While it may not be well known outside the five boroughs of New York City, the magazine of the same name is something of a must-read for certain in-the-know city dwellers. A mix of culture, fashion, design, products and news, the magazine often wins awards and sparks conversations. The announcement the weekly was moving to a bi-monthly prompted many to shake their heads at the state of print media.
David Carr of the New York Times wrote this in his column about the move:
Since its founding in 1968, New York magazine has served as a prototype of literate, high-tempo publishing, using its weekly cadence and location in one of the world’s cultural capitals to usher in a new, more intimate and frank approach to what a publication could be.
Using the tenets of so-called New Journalism, the magazine helped popularize the knowing, skeptical voices of writers including Tom Wolfe, Jimmy Breslin, Gloria Steinem and Nora Ephron. It was the birthplace of both Ms. Magazine and the concept of “radical chic.”
Now, this magazine that has been at the vanguard of Manhattan publishing for almost five decades is acknowledging that the cutting edge is not necessarily a lucrative, or sustainable proposition, at least on the same schedule.
Beginning in March, New York will retreat from its long-standing status as a weekly and come out every other week instead.
Along with the closing of the printed Newsweek and the planned spin-off of Time Inc., which includes the weeklies Time and People, the move to bi-weekly publishing represents the end of an era and underscores the dreary economics of print and its diminishing role in a future that’s already here.
The change will beget misty eyes from magazine geeks — myself among them — while other consumers will shrug and dive into the ever-changing web version of New York magazine that shows up in their browser.
The weekly schedule of New York has already been squeezed, so that the magazine comes out only 42 weeks a year. Soon it will be 26 times a year, with three additional special issues — best doctors, the annual gift guide and a food-and-drink issue.
Fashion Times did a blurb about the new publication, choosing to focus on the redesign instead of the cuts:
The Cut, which is New York Magazine‘s popular online fashion website, will be rendered into the print version beginning in March.
While it’s too soon to say exactly what will be included in the new version, it has been confirmed that the section will include a “Life in Pictures” feature, which will tell stories through photography. To that end, the magazine will focus more heavily on content that takes advantage of print. The Cut section of the magazine will be similar to the rest of the already-established sections, but with a focus on fashion. Previously, every third issue of New York Magazine would have four pages dedicated to fashion. But now, fashion will get six pages in each issue.
Each issue of the revamped version of New York Magazine will include four big sections instead of the current three, as well as four big stories instead of three. Columnists will report on sex, business and potentially technology.
Carr of the NYT writes that it isn’t readers the magazine is losing, but cuts are due to drops in ads and prices:
Journalistically, New York magazine has prospered, winning a string of big awards on the way to being named Magazine of the Year in 2013 by the American Society of Magazine Editors. But that doesn’t pay the bills, a job that increasingly falls to the website, which includes NYmag.com, Vulture.com, The Cut and Grub Street. Digital revenues have been growing at a rate of 15 percent year-over-year, and in the coming year will surpass print advertising revenues, according to Mr. Burstein. But part of the reason those lines are crossing is that the print revenues are plummeting.
New York, with a current subscriber base just above 400,000, according to the Alliance for Audited Media, got clobbered after the 2008 recession when classified ads went missing and stayed that way. So far this year, the magazine is down 9.2 percent in ad pages compared with the same period last year, which was miserable as well.
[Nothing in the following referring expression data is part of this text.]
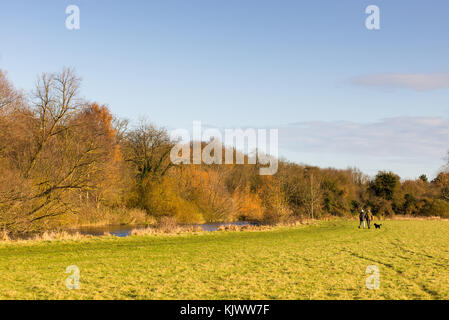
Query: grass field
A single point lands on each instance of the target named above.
(324, 261)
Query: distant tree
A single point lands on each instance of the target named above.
(423, 178)
(385, 185)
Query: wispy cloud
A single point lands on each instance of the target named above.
(403, 138)
(417, 81)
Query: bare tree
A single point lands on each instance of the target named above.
(148, 149)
The brand New York is hardly dying. New York magazine’s web traffic grew 19 percent in the last eight months, to more than nine million unique visitors a month, according to comScore. But to keep up that rate of growth in a competitive set that includes publicly held companies like The New York Times and upstarts like the venture-capital backed online news site BuzzFeed, the magazine had to reduce costs to find the money to fund the part of the business that is growing.
The New York Post compared the cuts to what happened at the now-closed Newsweek:
The move to slash frequency is the latest sign that newsweeklies are a troubled commodity.
The demise of Newsweek’s print edition at the end of 2012 is the most glaring example. The magazine was still losing $20 million a year despite a merger with the Daily Beast news site at Barry Diller’s IAC Interactive Corp.
The Newsweek name was sold to IBT Media, owner of International Business Times, and most of the former staff was laid off. IBT Media continues to publish the title as a digital-only format although print editions are still produced by overseas licensees.
It’s always sad to see a magazine reduce its publication, but the bright side is that New York has figured out how to market, package and make money on the web. And that’s what many others in the industry are struggling to do, indicating the company will still be turning out pithy coverage for some time to come.